Serica Energy has taken strategic advantage of the downfall of Prax Group, securing a deal to acquire the company’s North Sea assets in a move expected to bolster its standing in the sector. The AIM-listed oil and gas firm announced a $25.6 million agreement to buy Prax Upstream from administrators, following the collapse of the energy group helmed by Winston Soosaipillai, who is now reportedly at large.
The deal sent Serica’s shares soaring almost 15 percent, signalling strong market approval. Prax’s North Sea operations, along with pending acquisitions from TotalEnergies and One Dyas, are included in the transaction, further strengthening Serica’s asset base and signalling confidence in its future growth. According to Serica’s chief financial officer Martin Copeland, the company was able to navigate Prax’s financial turmoil—attributable in large part to the operational and cost pressures on UK refineries—and secure a highly favourable position. Copeland highlighted that Prax’s North Sea business was run independently by experienced operators who will now transfer to Serica, ensuring operational continuity and sector expertise.

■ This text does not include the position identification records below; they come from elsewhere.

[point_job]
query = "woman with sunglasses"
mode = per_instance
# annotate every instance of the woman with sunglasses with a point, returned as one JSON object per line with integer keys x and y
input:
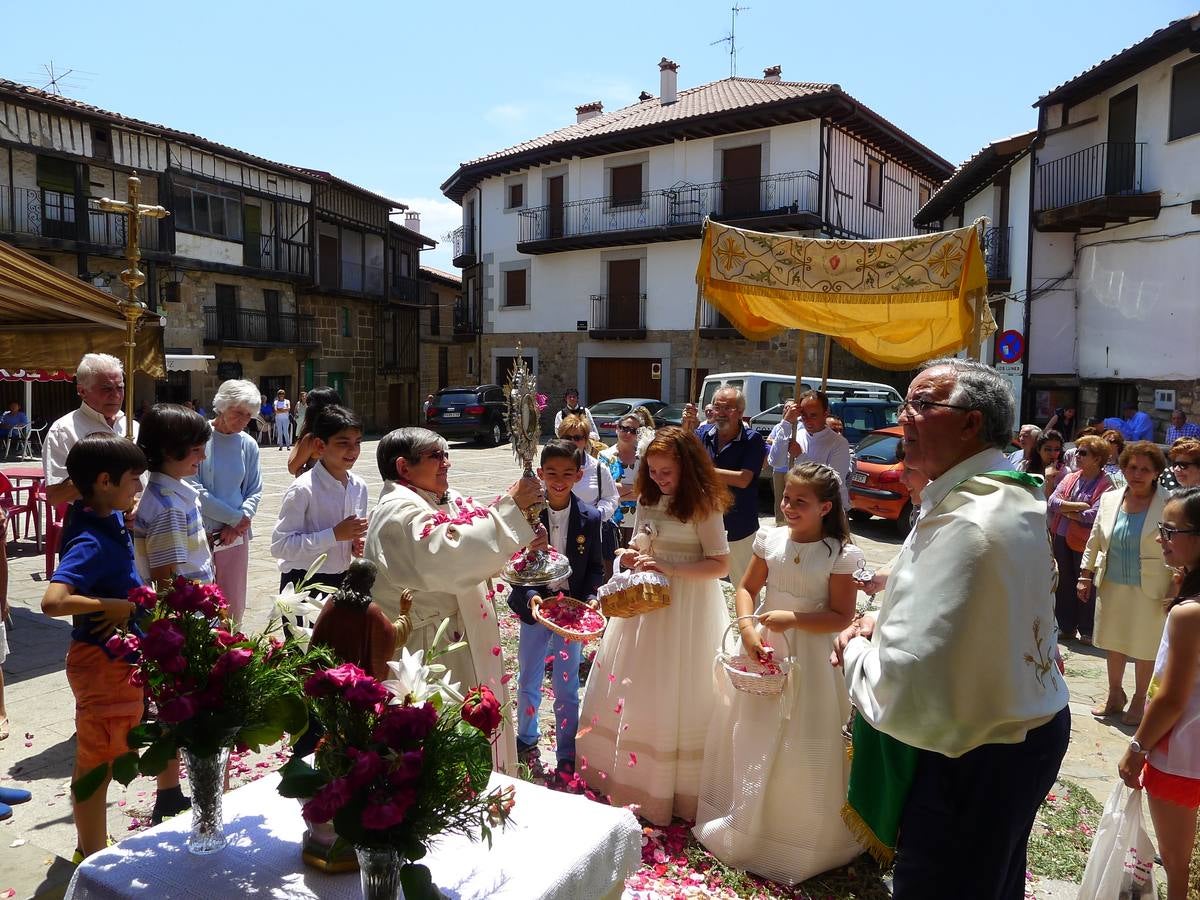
{"x": 622, "y": 460}
{"x": 1072, "y": 509}
{"x": 1131, "y": 581}
{"x": 1164, "y": 754}
{"x": 1185, "y": 463}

As part of this acquisition, Serica will take over a 40 percent operated interest in the Greater Laggan Area, 10 percent in the Catcher Field, and 5.21 percent in the Golden Eagle Area Development. The Greater Laggan Area also includes the operation of the Shetland Gas plant, the newest onshore gas processing facility in the UK. Serica’s chief executive Chris Cox emphasised the efficient operation of the Lancaster field—acquired by Prax through its purchase of Hurricane Energy in 2023—as further evidence of the value presented by this transaction.
Prax’s collapse has also had a significant human cost. The Lindsey refinery in North Lincolnshire—one of only five large refineries left in Britain—ceased operations following insolvency at the end of June. Administrators announced that 125 of the site’s 380 employees would be made redundant by the end of October. The official receiver and administrators are continuing efforts to prioritise health and safety at the site while exploring options for its sale. The trade union Unite claims there are at least two interested buyers, with uncertainty remaining over whether the refinery will resume operations or be mothballed for storage use.
Winston Soosaipillai, who built Prax alongside his wife Arani from a single petrol station in 1999, leaves behind a company investigated by the Insolvency Service for conduct and creditor obligations. Teneo, handling administration for Prax’s parent company State Oil, is overseeing the ongoing divestment of ancillary subsidiaries. The acquisition positions Serica to expand its North Sea footprint at a pivotal moment in the UK’s energy market, underscoring both the volatility and opportunity present in the sector.